I decided it was finally time to do some real signal processing, so I thought I would start off by trying to count the number of steps in one of my daily routines: walking to Real Foods in the morning to get a coffee and a bagel. I walked naturally across my apartment to establish a baseline signal, with both my Flex and my logger on my right arm. The Flex recorded 21 steps in this period. I then walked out of the apartment, down about 10 steps, down a gently downward sloping street for about 1.5 blocks, up a flight of about 10 steps into the Real Foods, got a cup of coffee and ordered my bagel. I stood around for a while waiting, and then reversed the process after check out. After the initial calibration steps, I recorded 517 additional steps on my Flex which equated to 0.24 miles as I undertook the following trip:
I then plotted the data (Real Foods Data
) my logger had recorded at a sample rate of 25 Hz, as shown below:
Plot of Logger Data From a Quick Trip to Real Foods
The first yellow bar shows the calibration steps, and the second and third bars show the trips to and from Real Foods, respectively. My first thought was to run a script from a previous post for the calibration step data to see how it performed. I did this from time t = 43 to t = 60, with the minimum distance between samples set at d = 10, and produced the following plot:
myfirstpeakdetector.m Running From Time t = 43 to t = 60
The simple algorithm (which is incredibly sensitive to the input data range is defined) calculated the following number of peaks (i.e. step count):
While the Y and Z axes are close to the expected value of 21, the X axis seems to be an outlier, which drags the average value higher. I won’t get into a discussion about potential causes for this, since the real goal here was simply to find a data range within the calibration steps that was suitable to use as a sample data signal. I chose to use t = 45 to t = 55, which seems like it should contain a very crisp, uniform signal for all three axes. I wanted to run a cross correlation of the sample data range versus all the data for each axis, with hoped that I could use periods of high correlation to window a peak detection algorithm, thereby only counting peaks which matched the pattern of a series of steps. I created a script correlationplotter.m which uses the xcorr function to sweep data from each axis from t = 45 to t=55 across all the data from that axis, and then plot the correlation (blue) on top of the original data (green). It produced the following plot:
Correlation Between All Data and a Data Sample from t=45 to t=55 Plotted Ontop of the Original Data for each Axis
The X Axis appears to have good data. The correlation output is high (magnitude has been scaled to match original signal magnitude) during the sample data period, as well as during the two heavy period of walking to and from the store. The relationship between the two data sets from t=550 to t=650 is truly text book, and gave me great confidence in the methodology being used Unfortunately, this methodology does not seem to hold up as well for the Y and Z axes, in which the relationship between the correlation and the original data seems to be the opposite of what it should be; it is lower during periods of heavy walking, and higher during periods of random motion or little movement. This could possibly be explained by the fact that with my arm in the normal walking position, i.e. hanging to my side, the X axis is most likely to experience a force that is directly related to the number of steps, as my arm is moved up and down when the arch of my foot expands and contracts as part of my stride. I will move on with an analysis solely of the X axis, but if anyone can spot an error in my correlation methodology for the other two axes, I would greatly appreciate a comment on what I’m doing wrong.
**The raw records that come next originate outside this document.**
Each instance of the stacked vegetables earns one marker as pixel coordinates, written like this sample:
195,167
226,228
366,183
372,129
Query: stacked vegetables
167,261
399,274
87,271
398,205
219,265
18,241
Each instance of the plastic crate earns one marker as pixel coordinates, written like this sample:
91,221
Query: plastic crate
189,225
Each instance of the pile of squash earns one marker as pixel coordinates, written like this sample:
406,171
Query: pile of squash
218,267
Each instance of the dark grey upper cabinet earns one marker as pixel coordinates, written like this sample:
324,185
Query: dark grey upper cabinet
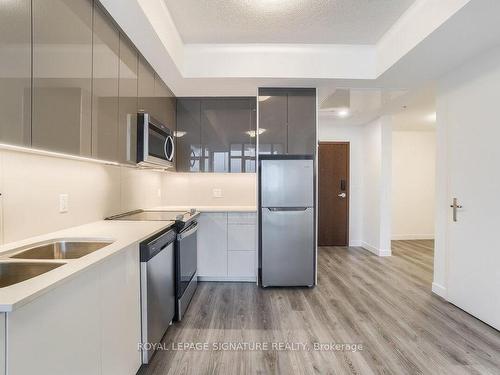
146,87
15,72
188,136
302,122
287,121
228,134
273,121
62,75
216,134
106,62
127,102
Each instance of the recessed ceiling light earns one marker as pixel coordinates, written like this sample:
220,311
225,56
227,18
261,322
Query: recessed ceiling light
252,133
431,117
179,134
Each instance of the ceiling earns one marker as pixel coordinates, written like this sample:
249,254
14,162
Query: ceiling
410,110
285,21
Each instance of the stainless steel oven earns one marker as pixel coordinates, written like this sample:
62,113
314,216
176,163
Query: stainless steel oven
186,266
155,143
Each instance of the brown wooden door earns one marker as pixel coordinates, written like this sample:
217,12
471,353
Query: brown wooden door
333,194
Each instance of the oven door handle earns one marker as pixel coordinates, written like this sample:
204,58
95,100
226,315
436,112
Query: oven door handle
190,231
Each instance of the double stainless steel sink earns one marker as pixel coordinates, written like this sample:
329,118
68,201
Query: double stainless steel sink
13,272
61,250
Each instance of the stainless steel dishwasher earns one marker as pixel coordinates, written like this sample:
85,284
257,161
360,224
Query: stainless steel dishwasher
157,289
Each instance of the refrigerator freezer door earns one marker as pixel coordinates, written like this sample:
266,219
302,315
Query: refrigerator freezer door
287,183
288,247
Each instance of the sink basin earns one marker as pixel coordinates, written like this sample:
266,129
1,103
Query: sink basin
13,273
61,250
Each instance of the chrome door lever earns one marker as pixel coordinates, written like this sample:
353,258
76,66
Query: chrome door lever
455,207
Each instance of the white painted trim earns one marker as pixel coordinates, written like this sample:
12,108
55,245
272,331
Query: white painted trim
439,290
376,251
399,237
238,279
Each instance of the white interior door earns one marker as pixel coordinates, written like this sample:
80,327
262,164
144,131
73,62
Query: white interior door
473,120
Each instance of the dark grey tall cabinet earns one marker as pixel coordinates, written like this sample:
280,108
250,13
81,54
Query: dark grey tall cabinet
105,83
287,121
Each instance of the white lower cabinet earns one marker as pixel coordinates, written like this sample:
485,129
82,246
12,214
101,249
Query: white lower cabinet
227,246
120,314
241,264
212,245
87,325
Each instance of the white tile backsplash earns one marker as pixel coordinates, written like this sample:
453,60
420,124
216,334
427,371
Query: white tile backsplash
197,189
31,185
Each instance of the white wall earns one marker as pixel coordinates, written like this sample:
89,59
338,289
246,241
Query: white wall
413,184
377,186
30,186
329,130
370,175
196,189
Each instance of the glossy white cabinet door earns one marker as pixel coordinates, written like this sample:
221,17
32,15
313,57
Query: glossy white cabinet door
241,237
241,265
212,244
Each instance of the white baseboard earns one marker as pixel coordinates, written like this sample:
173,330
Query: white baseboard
376,251
238,279
402,237
439,290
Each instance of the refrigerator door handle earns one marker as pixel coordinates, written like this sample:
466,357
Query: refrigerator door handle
278,209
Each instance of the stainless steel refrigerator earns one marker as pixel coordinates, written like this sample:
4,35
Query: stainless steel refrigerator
287,220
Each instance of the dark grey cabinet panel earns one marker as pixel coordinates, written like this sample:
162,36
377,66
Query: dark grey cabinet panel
165,106
15,72
188,136
302,122
273,115
146,87
106,62
228,135
127,102
62,75
287,121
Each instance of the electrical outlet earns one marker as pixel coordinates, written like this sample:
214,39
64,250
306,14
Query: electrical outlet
217,193
63,203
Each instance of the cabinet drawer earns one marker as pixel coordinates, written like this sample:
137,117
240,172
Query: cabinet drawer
241,264
242,218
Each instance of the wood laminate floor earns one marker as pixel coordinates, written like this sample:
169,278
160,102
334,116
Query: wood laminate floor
384,304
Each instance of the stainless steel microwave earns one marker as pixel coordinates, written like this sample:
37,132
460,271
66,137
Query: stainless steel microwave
155,143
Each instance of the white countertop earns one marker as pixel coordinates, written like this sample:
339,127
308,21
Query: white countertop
206,208
123,233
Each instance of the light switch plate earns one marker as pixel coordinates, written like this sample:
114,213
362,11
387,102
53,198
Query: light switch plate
217,193
63,203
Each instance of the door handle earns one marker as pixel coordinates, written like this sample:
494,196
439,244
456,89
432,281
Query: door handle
455,207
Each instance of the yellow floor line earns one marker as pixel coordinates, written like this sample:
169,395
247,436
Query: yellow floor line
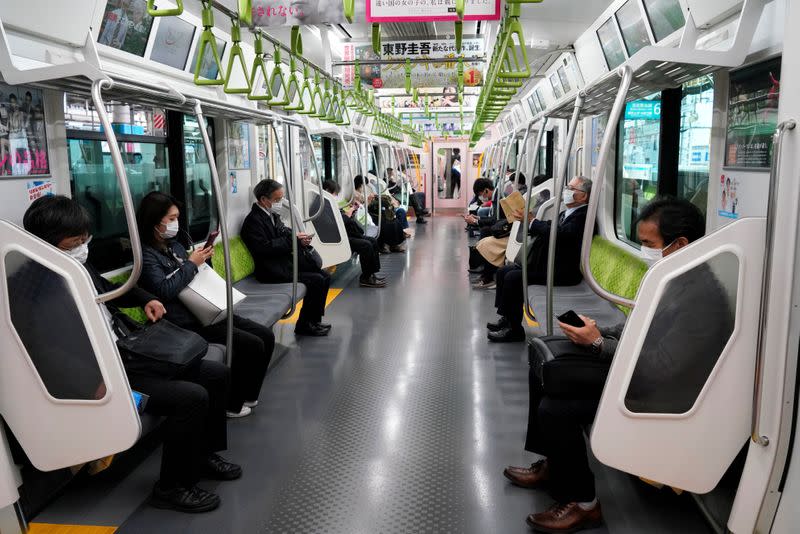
332,294
47,528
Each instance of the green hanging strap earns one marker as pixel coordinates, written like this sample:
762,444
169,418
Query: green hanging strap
236,53
207,39
174,12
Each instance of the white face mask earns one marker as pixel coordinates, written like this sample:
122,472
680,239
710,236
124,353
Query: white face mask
79,253
171,231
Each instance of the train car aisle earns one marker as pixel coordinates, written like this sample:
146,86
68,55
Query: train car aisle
401,421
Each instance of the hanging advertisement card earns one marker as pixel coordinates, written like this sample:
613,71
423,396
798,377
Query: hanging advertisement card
23,140
430,10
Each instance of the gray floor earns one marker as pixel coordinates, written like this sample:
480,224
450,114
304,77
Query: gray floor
400,421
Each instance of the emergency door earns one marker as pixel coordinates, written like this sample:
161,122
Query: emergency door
63,390
677,403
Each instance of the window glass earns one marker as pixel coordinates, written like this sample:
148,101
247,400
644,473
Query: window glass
689,331
666,16
697,111
609,42
40,300
94,185
634,32
199,206
637,165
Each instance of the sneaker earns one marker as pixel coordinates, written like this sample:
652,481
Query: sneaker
192,500
245,411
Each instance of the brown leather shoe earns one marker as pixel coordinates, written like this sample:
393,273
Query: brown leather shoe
568,517
531,477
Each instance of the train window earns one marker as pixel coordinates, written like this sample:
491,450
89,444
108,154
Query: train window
666,16
611,45
697,110
688,333
200,208
637,166
38,300
634,32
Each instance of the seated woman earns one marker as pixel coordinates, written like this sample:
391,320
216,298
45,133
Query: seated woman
168,268
193,402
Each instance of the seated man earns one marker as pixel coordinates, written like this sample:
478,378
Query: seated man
698,309
270,243
365,247
509,298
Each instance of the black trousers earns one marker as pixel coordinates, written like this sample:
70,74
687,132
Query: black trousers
317,284
555,430
252,351
194,405
367,250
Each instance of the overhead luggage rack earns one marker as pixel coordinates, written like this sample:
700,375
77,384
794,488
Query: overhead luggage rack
655,68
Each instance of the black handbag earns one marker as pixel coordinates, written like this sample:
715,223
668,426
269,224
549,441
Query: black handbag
567,370
158,349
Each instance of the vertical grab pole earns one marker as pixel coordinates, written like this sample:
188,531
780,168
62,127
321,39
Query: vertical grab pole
295,225
525,237
212,165
594,200
124,189
561,180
I created a script correlationwindower.m, which performs a cross correlation of the data from an axis with a sample data set selected by a user definable range. The script then creates a windowing vector by converting every data point in the correlation vector to either a 0 or a 1 based on whether its value is greater or less than a user definable threshold, expressed as a percentage of the maximum value in the correlation data set (after scaling). This windowing vector is then multiplied by the original data set to remove all values which do not have a decent correlation with the sample data set. It then performs a peak detection on this new windowed data, where peaks must be greater than the mean of all non-zero values, and have a minimum distance between them of a user definable number of samples. The input window for the script looks like this:
Input Window for correlationwindower.m
The windowed signal looks like this:
X Axis Signal Windowed by It’s Correlation With a Sample Dataset
And the script outputs the detected peaks plotted on top of the original, “un-windowed” signal:
Original Signal With Detected Peaks
As you can see, for the input parameters shown in the previous screenshot of the inputs window, the script detected 583 peaks, which is about 13% more than we expected; not too bad considering all the non-cyclical motion that was going on. I thought it was also worth performing a brief sensitivity analysis around both the correlation windowing threshold value and the minimum distance between peaks. The table below shows the absolute percentage different between the number of steps the script calculated given different values for the aforementioned parameters, and the 517 steps the Flex recorded. All parameter pairs with a 13% or less absolute difference have been highlighted, to show that inputting those parameters would have been at least as accurate as the data shown above:
Sensitivity Analysis Around Minimum peak distance and Windowing Threshold
The sensitivity analysis shows that there is a broad tolerance centered roughly around the 10 samples, 60% cut off threshold for the windowing. This is probably a good thing, although it would be nice to expand the map further. Overall, I was happy with the first real signal processing that I’ve done so far, and I look forward to trying the script methodology out on other data sets in the future.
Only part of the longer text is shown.